Failure to meet contract deadlines does not void disciplinary action
Covino v Kane, 273 AD2d 380, Motion for leave to appeal denied, 96 NY2d 701
The significant issue raised in the Covino case concerns the impact of the employer’s failing to meet a contract-specified deadline in issuing a disciplinary determination.
A member of the Nassau County Police Department, Craig S. Covino, was found guilty of violating seven departmental rules and regulations and a disciplinary penalty was imposed.
Covino objected, complaining that the Police Commissioner, issued his decision late in violation of Section 6.3-1 of the collective bargaining agreement between the Police Department and the Covino’s union. This failure to make a timely determination as to Covino’s guilt and the penalty to be imposed as punishment, Covino argued, required that the disciplinary action be rescinded. Section 6.3-1 of the collective bargaining agreement provided that:
A determination as to guilt or innocence and punishment, if any, shall be made within sixty (60) days after the hearing is concluded unless an employee or the [Superior Officers Association] consents to a longer period.
According to the decision, Covino was served with charges and specifications and his disciplinary hearing was concluded in September 1998.
The hearing officer’s report, dated November 20, 1998, recommended that Covino be found guilty of all of the charges preferred against him. On January 4, 1999 the Commissioner concurred with the findings of the hearing officer as to Covino’s being guilty of the charges filed against him and imposed penalties based upon those findings and recommendations.
Should the Commissioner’s determination be overturned because he failed to meet the 60-day deadline for issuing a decision as required by the agreement?
No! said the Supreme Court, Nassau County, the Commissioner’s decision should not be vacated or rescinded and dismissed Covino’s petition. The court ruled that in the absence of specific language barring further action, an employer’s failure to act within the time frame contemplated in a collective bargaining agreement does not preclude further action by the employer.

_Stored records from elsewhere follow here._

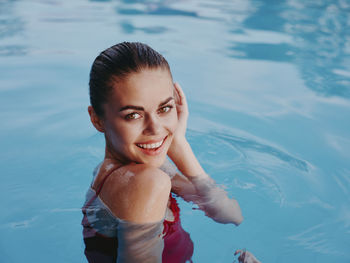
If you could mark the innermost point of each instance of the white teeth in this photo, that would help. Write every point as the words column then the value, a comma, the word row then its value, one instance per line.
column 151, row 145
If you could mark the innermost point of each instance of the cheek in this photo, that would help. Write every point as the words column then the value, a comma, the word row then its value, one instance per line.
column 119, row 135
column 173, row 122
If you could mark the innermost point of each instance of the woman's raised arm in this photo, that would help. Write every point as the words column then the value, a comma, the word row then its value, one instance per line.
column 196, row 185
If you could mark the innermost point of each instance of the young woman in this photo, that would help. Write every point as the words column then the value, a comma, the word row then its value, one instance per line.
column 130, row 214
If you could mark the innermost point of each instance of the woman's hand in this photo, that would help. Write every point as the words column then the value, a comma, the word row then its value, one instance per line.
column 179, row 139
column 182, row 111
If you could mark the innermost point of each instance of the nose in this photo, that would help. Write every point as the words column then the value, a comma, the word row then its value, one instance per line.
column 152, row 126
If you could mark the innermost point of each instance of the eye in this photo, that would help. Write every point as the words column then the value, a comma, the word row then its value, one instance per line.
column 165, row 109
column 133, row 116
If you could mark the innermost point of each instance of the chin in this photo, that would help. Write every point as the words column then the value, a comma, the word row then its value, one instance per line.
column 156, row 162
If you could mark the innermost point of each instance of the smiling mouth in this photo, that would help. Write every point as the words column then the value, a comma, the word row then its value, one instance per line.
column 151, row 146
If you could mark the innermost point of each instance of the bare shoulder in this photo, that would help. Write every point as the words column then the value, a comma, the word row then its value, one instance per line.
column 137, row 193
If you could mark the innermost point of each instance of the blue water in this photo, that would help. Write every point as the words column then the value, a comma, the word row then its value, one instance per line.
column 268, row 83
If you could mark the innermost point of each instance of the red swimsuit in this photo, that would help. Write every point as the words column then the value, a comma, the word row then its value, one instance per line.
column 178, row 246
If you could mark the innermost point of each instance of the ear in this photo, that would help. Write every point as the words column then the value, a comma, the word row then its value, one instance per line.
column 96, row 120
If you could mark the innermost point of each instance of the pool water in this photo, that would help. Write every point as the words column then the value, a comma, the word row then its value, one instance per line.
column 268, row 83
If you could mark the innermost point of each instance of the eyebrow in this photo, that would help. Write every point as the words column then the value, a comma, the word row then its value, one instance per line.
column 139, row 108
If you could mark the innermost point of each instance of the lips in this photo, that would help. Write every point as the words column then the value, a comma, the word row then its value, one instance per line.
column 151, row 147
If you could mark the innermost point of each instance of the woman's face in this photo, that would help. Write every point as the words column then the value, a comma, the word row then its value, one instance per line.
column 140, row 117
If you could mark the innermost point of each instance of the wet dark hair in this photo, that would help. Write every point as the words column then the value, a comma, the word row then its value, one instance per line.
column 116, row 63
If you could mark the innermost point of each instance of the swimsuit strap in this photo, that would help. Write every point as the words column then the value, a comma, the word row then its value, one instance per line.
column 104, row 180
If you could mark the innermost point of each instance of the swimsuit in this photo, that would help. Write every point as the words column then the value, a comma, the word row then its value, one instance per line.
column 101, row 227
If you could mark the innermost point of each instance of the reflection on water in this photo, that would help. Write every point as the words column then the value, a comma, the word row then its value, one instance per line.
column 10, row 27
column 320, row 46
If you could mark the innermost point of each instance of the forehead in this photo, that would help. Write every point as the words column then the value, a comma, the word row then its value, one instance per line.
column 147, row 87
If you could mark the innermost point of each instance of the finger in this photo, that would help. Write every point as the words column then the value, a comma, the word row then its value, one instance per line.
column 180, row 93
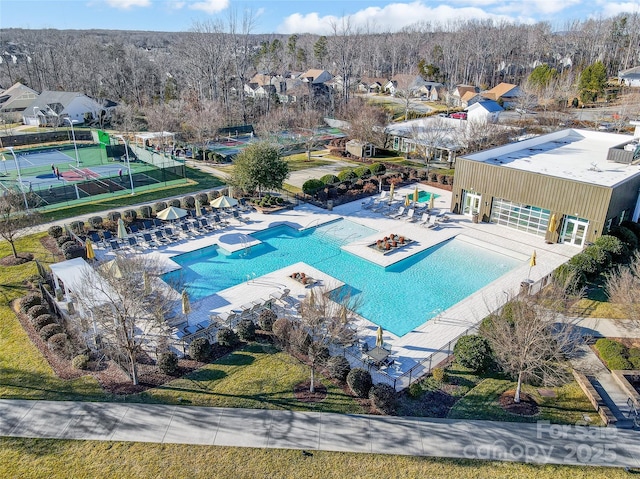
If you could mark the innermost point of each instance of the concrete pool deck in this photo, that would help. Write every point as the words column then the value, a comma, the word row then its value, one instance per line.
column 434, row 336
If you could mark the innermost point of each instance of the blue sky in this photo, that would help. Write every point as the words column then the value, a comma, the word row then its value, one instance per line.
column 295, row 16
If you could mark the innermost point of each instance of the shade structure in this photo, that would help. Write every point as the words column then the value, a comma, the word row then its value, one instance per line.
column 122, row 230
column 379, row 340
column 89, row 247
column 186, row 305
column 224, row 202
column 171, row 213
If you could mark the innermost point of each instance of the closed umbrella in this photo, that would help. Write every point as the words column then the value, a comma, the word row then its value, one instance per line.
column 379, row 340
column 224, row 202
column 122, row 230
column 186, row 305
column 90, row 253
column 171, row 213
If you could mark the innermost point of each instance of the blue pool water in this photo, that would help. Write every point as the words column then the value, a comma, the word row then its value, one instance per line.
column 399, row 298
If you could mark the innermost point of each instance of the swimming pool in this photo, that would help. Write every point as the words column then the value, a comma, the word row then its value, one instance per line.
column 399, row 298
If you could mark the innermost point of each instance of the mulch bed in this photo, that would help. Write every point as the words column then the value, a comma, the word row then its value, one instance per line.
column 13, row 261
column 526, row 407
column 303, row 394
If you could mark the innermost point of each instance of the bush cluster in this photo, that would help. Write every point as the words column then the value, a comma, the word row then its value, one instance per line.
column 168, row 362
column 614, row 354
column 359, row 381
column 473, row 352
column 200, row 349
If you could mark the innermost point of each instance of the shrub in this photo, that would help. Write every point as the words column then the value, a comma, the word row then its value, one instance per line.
column 168, row 362
column 266, row 319
column 359, row 381
column 49, row 330
column 159, row 206
column 362, row 171
column 282, row 330
column 439, row 374
column 113, row 215
column 37, row 310
column 246, row 330
column 42, row 320
column 377, row 168
column 415, row 390
column 384, row 398
column 96, row 222
column 29, row 301
column 329, row 179
column 200, row 349
column 81, row 361
column 145, row 211
column 77, row 227
column 347, row 174
column 130, row 215
column 55, row 231
column 311, row 186
column 59, row 344
column 188, row 202
column 227, row 337
column 338, row 367
column 473, row 352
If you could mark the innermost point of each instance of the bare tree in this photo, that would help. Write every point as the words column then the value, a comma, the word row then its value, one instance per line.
column 323, row 323
column 531, row 339
column 128, row 306
column 623, row 288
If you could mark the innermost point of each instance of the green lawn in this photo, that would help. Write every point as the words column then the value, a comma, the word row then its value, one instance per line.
column 53, row 459
column 257, row 376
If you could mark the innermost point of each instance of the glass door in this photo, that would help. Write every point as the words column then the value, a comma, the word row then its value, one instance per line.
column 471, row 203
column 574, row 231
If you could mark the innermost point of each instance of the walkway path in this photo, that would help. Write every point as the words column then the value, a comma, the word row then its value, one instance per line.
column 537, row 443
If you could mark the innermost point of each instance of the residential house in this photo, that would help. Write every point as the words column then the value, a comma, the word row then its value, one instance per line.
column 51, row 107
column 15, row 99
column 630, row 77
column 486, row 111
column 506, row 92
column 570, row 186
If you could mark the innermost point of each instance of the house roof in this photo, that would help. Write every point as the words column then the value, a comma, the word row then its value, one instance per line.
column 579, row 155
column 499, row 90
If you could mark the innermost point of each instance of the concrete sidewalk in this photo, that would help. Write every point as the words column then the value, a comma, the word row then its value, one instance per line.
column 535, row 443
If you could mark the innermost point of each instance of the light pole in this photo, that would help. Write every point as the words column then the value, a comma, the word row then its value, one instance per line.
column 126, row 152
column 15, row 158
column 73, row 134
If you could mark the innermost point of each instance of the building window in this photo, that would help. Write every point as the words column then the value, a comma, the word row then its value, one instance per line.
column 530, row 219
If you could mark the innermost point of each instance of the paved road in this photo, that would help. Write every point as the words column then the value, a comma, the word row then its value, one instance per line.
column 535, row 443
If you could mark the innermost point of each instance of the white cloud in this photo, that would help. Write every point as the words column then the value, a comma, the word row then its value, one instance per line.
column 392, row 17
column 210, row 6
column 127, row 4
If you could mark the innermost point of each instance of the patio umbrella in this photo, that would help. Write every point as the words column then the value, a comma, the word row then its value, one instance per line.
column 186, row 306
column 171, row 213
column 224, row 202
column 89, row 247
column 122, row 230
column 379, row 340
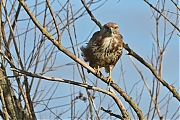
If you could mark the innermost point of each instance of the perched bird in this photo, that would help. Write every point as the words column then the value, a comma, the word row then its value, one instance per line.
column 104, row 49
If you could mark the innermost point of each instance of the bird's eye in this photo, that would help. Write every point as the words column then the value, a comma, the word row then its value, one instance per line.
column 116, row 27
column 106, row 27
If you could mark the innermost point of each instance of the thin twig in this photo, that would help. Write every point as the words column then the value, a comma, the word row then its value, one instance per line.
column 163, row 15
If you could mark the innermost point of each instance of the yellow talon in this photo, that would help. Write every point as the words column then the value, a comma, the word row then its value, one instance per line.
column 98, row 71
column 109, row 79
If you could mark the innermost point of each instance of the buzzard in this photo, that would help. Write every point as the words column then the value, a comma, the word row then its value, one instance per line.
column 104, row 49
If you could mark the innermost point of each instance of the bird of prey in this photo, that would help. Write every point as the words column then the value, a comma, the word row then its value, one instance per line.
column 104, row 49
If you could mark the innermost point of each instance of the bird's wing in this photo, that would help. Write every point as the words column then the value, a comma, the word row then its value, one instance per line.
column 96, row 39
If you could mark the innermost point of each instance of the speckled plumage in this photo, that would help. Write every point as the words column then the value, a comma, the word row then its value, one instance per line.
column 104, row 48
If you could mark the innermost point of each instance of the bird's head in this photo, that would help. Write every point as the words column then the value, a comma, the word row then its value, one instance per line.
column 110, row 29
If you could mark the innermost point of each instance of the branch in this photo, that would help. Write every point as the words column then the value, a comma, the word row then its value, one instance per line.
column 110, row 92
column 140, row 59
column 72, row 56
column 162, row 15
column 176, row 4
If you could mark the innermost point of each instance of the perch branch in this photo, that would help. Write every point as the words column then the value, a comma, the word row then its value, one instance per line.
column 110, row 92
column 72, row 56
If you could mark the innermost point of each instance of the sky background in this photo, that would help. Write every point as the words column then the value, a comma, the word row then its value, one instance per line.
column 136, row 25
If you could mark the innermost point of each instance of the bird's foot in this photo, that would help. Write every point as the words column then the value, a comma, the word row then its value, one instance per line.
column 98, row 71
column 109, row 80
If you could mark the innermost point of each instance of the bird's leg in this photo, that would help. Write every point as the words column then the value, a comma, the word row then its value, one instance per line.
column 109, row 78
column 98, row 71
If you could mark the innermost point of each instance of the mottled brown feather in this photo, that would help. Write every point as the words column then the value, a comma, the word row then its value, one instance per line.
column 104, row 48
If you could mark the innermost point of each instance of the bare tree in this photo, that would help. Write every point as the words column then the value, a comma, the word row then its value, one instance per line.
column 42, row 73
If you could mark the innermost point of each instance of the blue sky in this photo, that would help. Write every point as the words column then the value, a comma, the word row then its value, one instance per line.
column 136, row 25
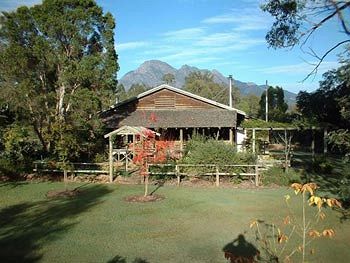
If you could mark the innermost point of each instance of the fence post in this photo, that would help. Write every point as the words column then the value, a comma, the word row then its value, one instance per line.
column 217, row 176
column 177, row 172
column 256, row 175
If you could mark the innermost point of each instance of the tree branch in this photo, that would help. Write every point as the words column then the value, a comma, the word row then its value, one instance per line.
column 317, row 65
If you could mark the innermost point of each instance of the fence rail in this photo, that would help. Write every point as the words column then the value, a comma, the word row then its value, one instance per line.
column 251, row 170
column 54, row 167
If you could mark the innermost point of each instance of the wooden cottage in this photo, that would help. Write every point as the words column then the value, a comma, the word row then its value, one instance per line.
column 176, row 114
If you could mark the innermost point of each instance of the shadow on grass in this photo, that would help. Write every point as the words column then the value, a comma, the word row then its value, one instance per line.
column 28, row 226
column 119, row 259
column 13, row 184
column 240, row 250
column 159, row 184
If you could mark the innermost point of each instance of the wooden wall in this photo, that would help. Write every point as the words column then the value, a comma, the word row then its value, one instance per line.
column 167, row 99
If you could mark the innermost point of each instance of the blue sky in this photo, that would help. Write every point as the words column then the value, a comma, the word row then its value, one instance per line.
column 225, row 35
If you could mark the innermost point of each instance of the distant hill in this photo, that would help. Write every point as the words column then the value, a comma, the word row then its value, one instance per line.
column 151, row 73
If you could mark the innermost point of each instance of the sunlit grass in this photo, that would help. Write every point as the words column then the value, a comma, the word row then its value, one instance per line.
column 189, row 225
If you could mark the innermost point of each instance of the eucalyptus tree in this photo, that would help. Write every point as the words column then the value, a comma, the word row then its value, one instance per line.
column 58, row 67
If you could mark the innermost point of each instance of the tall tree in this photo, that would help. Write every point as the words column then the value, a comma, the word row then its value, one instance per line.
column 58, row 68
column 330, row 104
column 277, row 107
column 297, row 20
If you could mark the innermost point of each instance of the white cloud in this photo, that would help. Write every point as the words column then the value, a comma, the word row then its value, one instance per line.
column 131, row 45
column 11, row 5
column 184, row 34
column 245, row 19
column 300, row 68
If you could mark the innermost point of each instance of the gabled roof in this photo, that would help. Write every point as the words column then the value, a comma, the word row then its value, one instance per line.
column 130, row 130
column 194, row 118
column 180, row 91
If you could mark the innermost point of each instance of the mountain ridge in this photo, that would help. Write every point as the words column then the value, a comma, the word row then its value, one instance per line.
column 151, row 72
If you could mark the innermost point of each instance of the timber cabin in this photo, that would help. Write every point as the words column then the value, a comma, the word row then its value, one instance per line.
column 176, row 114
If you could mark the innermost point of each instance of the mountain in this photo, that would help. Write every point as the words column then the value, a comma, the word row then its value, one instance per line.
column 151, row 73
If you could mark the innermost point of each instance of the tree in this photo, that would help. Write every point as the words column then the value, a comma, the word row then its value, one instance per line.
column 277, row 107
column 202, row 84
column 58, row 68
column 168, row 78
column 330, row 103
column 297, row 20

The Appellate Division, Second Department, agreed.
In affirming the lower court’s ruling, the Appellate Division pointed out that in interpreting similar contractual provisions, the Second Department has repeatedly held that, in the absence of prejudice, the failure to timely render a determination pursuant to the terms of the parties’ contract does not warrant vacatur of the determination, citing Correctional Unit Employees v State of New York Department of Correctional Services, 236 AD2d 546.
The decision by the Appellate Division suggests that the Supreme Court decided, or assumed, that the 60-day period for the Commissioner to issue a timely decision in accordance with relevant contract provision started when the hearing was concluded in September 1999. If, on the other hand, the disciplinary hearing is not deemed concluded until the hearing officer issued his or her determination and recommendations, this 60-day period would begin to run not before the date the hearing officer issued his or her report -- November 20, 1998.
Another case contract time limits: City of Newburgh v DeGidio, 273 A.D.2d 468. In this Article 75 action to stay arbitration, the Appellate Division to the parties to proceed to arbitration to resolve the issue. Reversing the Supreme Court’s ruling to the contrary, the Appellate Division, citing County of Rockland v Primiano Construction Co., 51 NY2d 1, held:
Where the collective bargaining agreement does not contain an express provision making compliance with the time limitations set forth in the grievance procedure a condition precedent to binding arbitration, the issues related to compliance with the time limitations set forth in the grievance procedure are matters of procedural arbitrability for the arbitrator to decide.
In other words, the arbitrator is to decide whether if the demand for arbitration was valid under the terms of the agreement.